I did not intend on running a custom built kernel, no. Is there any way to get a kernel upgrade to a good version for the Quadro2000, so that I can then make everything run smoothly? Do you have any suggestions?

Thank you for noting that! After your last reply to @nicolaypierre.95 , I realised that I might have kernel incompatibility problems, as well!

Kind regards,
Chris

Sorry, but I don’t know enough of Linux to suggest anything in particular. A fresh install of stock Ubuntu of course is an option, but that is the Hammer approach I am afraid.

No problem there! Let’s not forget that we are talking about a VM here, and I need to get this sorted before I do anything else. If you have a specific distribution in mind and/or can find any suggestions in the meantime, they would be much appreciated!

OK, so with a clean run, I got the following report (yes, the error is still the same):
nvidia-bug-report.log (3.0 MB)

The following is my command history since rebuilding the VM:

gcc --version
apt install gcc
reboot
uname -r
sudo apt-get install -y nvidia-headless-550-server-open
sudo apt-get install -y nvidia-open
wget https://developer.download.nvidia.com/compute/cuda/repos/ubuntu2204/x86_64/cuda-keyring_1.1-1_all.deb
sudo dpkg -i cuda-keyring_1.1-1_all.deb
sudo apt-get updates
sudo apt-get update
sudo apt-get -y install cuda-toolkit-12-5
sudo apt-get install nvidia-gds-12-5
nvidia-smi
apt install nvidia-utils-550-server
nvidia-smi
nvidia-bug-report.sh

I am afraid you cannot use the Open Source kernel driver with the P2000. Pascal is a bit too old, it needs to be Turing or newer.

Aug 23 15:03:39 edge-3-mshed-gpu kernel: [ 1535.232457] NVRM: The NVIDIA GPU 0000:00:05.0 (PCI ID: 10de:1c30)
Aug 23 15:03:39 edge-3-mshed-gpu kernel: [ 1535.232457] NVRM: installed in this system is not supported by open
Aug 23 15:03:39 edge-3-mshed-gpu kernel: [ 1535.232457] NVRM: nvidia.ko because it does not include the required GPU
Aug 23 15:03:39 edge-3-mshed-gpu kernel: [ 1535.232457] NVRM: System Processor (GSP).
Aug 23 15:03:39 edge-3-mshed-gpu kernel: [ 1535.232457] NVRM: Please see the 'Open Linux Kernel Modules' and 'GSP
Aug 23 15:03:39 edge-3-mshed-gpu kernel: [ 1535.232457] NVRM: Firmware' sections in the driver README, available on
Aug 23 15:03:39 edge-3-mshed-gpu kernel: [ 1535.232457] NVRM: the Linux graphics driver download page at
Aug 23 15:03:39 edge-3-mshed-gpu kernel: [ 1535.232457] NVRM: www.nvidia.com.
1 Like

Hello team,

I am facing the same issue in Ubuntu and I have attached the log file.I followed the instructions provided by GCP.
nvidia-bug-report.log.gz (210.9 KB)
Can you please check and advise how to resolve this. Thanks

Hi there @s_esakkiappan, welcome to the NVIDIA developer forums.

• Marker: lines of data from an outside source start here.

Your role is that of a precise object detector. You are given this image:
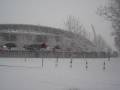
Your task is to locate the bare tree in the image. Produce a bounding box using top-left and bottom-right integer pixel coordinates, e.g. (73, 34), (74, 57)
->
(65, 16), (87, 37)
(97, 0), (120, 51)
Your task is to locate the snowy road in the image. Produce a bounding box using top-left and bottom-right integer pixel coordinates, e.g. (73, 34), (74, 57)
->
(0, 58), (120, 90)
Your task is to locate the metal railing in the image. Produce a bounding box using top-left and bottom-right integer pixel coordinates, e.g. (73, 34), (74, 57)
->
(0, 50), (117, 58)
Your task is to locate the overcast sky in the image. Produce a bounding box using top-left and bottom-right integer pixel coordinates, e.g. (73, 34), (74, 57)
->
(0, 0), (113, 49)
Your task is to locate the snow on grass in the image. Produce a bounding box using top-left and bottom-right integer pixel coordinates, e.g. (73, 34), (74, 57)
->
(0, 58), (120, 90)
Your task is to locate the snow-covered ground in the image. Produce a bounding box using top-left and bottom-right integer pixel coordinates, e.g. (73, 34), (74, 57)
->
(0, 58), (120, 90)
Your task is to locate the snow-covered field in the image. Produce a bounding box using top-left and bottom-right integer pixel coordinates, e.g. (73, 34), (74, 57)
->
(0, 58), (120, 90)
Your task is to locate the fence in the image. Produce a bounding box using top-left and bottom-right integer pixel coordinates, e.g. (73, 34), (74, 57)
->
(0, 50), (117, 58)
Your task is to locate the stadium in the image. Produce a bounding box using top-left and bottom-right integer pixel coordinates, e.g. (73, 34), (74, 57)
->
(0, 24), (95, 52)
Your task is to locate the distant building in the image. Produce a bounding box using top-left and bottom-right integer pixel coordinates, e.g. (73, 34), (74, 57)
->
(0, 24), (96, 51)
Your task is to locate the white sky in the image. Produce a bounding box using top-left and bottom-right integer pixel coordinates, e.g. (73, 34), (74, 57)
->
(0, 0), (113, 49)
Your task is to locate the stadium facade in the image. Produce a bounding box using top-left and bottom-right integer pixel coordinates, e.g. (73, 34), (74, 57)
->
(0, 24), (96, 51)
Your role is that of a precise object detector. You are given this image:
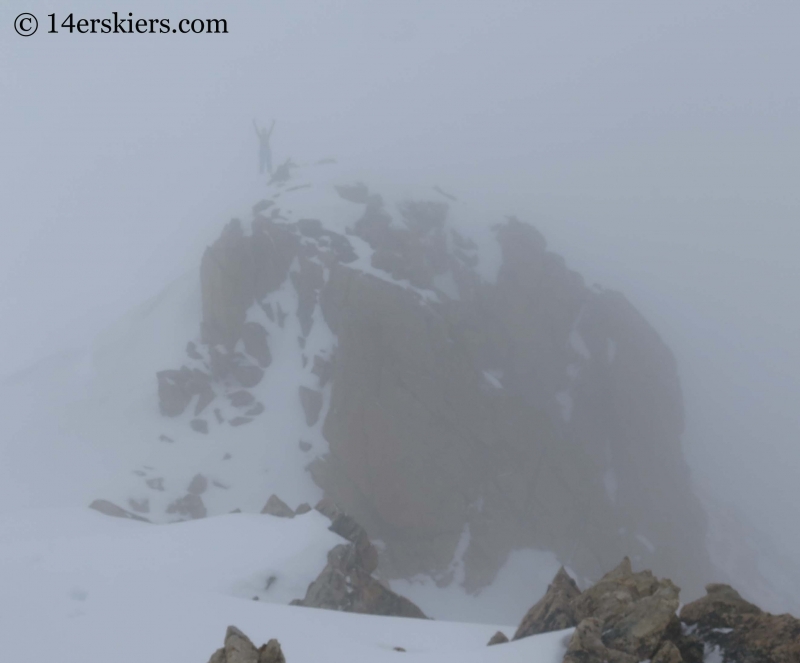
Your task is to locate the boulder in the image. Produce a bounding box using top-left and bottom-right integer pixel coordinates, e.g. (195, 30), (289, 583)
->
(486, 631), (508, 647)
(89, 500), (150, 523)
(167, 493), (207, 520)
(242, 322), (272, 368)
(292, 543), (426, 619)
(513, 566), (581, 640)
(186, 474), (208, 495)
(563, 617), (639, 663)
(261, 494), (294, 518)
(680, 584), (800, 663)
(208, 626), (286, 663)
(299, 387), (322, 426)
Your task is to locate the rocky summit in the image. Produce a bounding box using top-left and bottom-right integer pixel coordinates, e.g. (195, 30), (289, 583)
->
(506, 557), (800, 663)
(141, 162), (711, 596)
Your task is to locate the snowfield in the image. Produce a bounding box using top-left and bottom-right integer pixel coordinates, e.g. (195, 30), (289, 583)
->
(0, 508), (572, 663)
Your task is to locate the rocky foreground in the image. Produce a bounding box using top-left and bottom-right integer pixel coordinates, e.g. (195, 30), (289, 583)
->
(209, 557), (800, 663)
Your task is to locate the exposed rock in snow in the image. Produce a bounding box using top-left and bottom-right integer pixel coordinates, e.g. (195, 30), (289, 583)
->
(208, 626), (286, 663)
(89, 500), (150, 523)
(261, 494), (295, 518)
(513, 566), (581, 640)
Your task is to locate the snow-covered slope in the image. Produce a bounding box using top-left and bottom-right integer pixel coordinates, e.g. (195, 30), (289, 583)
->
(0, 508), (571, 663)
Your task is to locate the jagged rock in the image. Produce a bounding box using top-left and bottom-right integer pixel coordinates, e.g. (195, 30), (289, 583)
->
(186, 474), (208, 495)
(258, 638), (286, 663)
(242, 322), (272, 368)
(603, 580), (679, 660)
(253, 200), (275, 216)
(261, 494), (294, 518)
(299, 387), (322, 426)
(513, 566), (581, 640)
(89, 500), (150, 523)
(292, 543), (426, 619)
(681, 583), (763, 628)
(680, 584), (800, 663)
(159, 171), (711, 596)
(156, 366), (215, 417)
(189, 419), (208, 435)
(564, 617), (639, 663)
(200, 219), (256, 348)
(570, 557), (680, 660)
(245, 403), (266, 417)
(167, 493), (207, 520)
(231, 364), (264, 389)
(328, 513), (378, 573)
(651, 640), (684, 663)
(311, 355), (333, 389)
(128, 497), (150, 513)
(208, 626), (286, 663)
(335, 182), (369, 205)
(228, 389), (256, 407)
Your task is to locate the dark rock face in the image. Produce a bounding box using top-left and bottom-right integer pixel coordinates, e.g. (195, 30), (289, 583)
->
(514, 558), (692, 663)
(292, 543), (426, 619)
(261, 495), (294, 518)
(299, 387), (322, 426)
(292, 500), (427, 619)
(158, 166), (711, 596)
(680, 584), (800, 663)
(514, 566), (581, 640)
(156, 366), (215, 417)
(208, 626), (286, 663)
(167, 493), (208, 520)
(89, 500), (150, 523)
(315, 214), (710, 589)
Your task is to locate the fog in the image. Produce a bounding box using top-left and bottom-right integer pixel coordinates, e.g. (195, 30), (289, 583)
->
(0, 0), (800, 600)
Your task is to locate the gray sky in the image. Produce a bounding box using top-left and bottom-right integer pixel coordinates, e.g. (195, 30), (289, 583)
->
(0, 0), (800, 572)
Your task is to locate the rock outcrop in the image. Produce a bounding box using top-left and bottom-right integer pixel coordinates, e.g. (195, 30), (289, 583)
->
(514, 558), (686, 663)
(292, 501), (426, 619)
(208, 626), (286, 663)
(514, 566), (581, 640)
(680, 584), (800, 663)
(514, 558), (800, 663)
(152, 161), (711, 595)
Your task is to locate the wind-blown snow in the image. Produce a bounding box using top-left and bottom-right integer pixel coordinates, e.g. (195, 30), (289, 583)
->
(391, 539), (560, 624)
(0, 509), (571, 663)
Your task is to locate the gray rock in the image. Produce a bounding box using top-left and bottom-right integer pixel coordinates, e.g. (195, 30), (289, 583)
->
(299, 387), (322, 426)
(209, 626), (286, 663)
(189, 419), (208, 435)
(231, 364), (264, 389)
(242, 322), (272, 368)
(167, 493), (207, 520)
(228, 389), (256, 407)
(513, 566), (581, 640)
(261, 494), (294, 518)
(89, 500), (150, 523)
(564, 617), (639, 663)
(292, 543), (426, 619)
(186, 474), (208, 495)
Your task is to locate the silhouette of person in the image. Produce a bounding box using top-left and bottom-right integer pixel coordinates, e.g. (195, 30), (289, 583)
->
(253, 120), (275, 175)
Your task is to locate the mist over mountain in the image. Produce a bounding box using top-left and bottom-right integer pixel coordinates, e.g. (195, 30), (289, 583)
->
(0, 0), (800, 663)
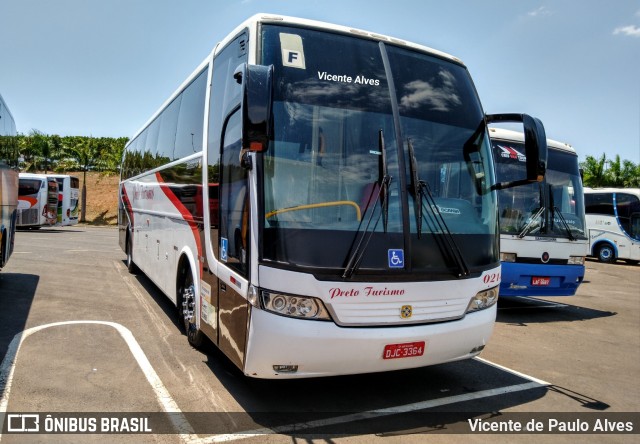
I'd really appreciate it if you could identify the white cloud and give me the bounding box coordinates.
[613,25,640,37]
[527,6,551,17]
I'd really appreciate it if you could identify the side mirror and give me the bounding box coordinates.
[485,114,547,190]
[234,63,273,152]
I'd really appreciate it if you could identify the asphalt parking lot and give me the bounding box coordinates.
[0,227,640,443]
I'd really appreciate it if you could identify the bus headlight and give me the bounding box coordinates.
[467,287,500,313]
[500,253,518,262]
[260,290,331,321]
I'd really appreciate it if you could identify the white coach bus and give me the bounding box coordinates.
[584,188,640,264]
[119,15,546,378]
[17,173,58,229]
[489,128,589,297]
[48,174,80,226]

Your log shows a simple explanation:

Aug 28 05:44:48 dev-luminar-gpu kernel: [ 1453.712828] NVRM: API mismatch: the client has the version 560.35.03, but
Aug 28 05:44:48 dev-luminar-gpu kernel: [ 1453.712828] NVRM: this kernel module has the version 535.183.01.  Please
Aug 28 05:44:48 dev-luminar-gpu kernel: [ 1453.712828] NVRM: make sure that this kernel module and all NVIDIA driver
Aug 28 05:44:48 dev-luminar-gpu kernel: [ 1453.712828] NVRM: components have the same version.

For further help please work with GCP directly, they should help you here. Especially since you are working on a DGX system with 8 A100s which definitely also needs other special considerations.

Thanks!

1 Like

This thread is deviating from the original post in 2023, so I am closing it. If you want to ask similar questions, please open another post, ideally in the Linux category. Thanks!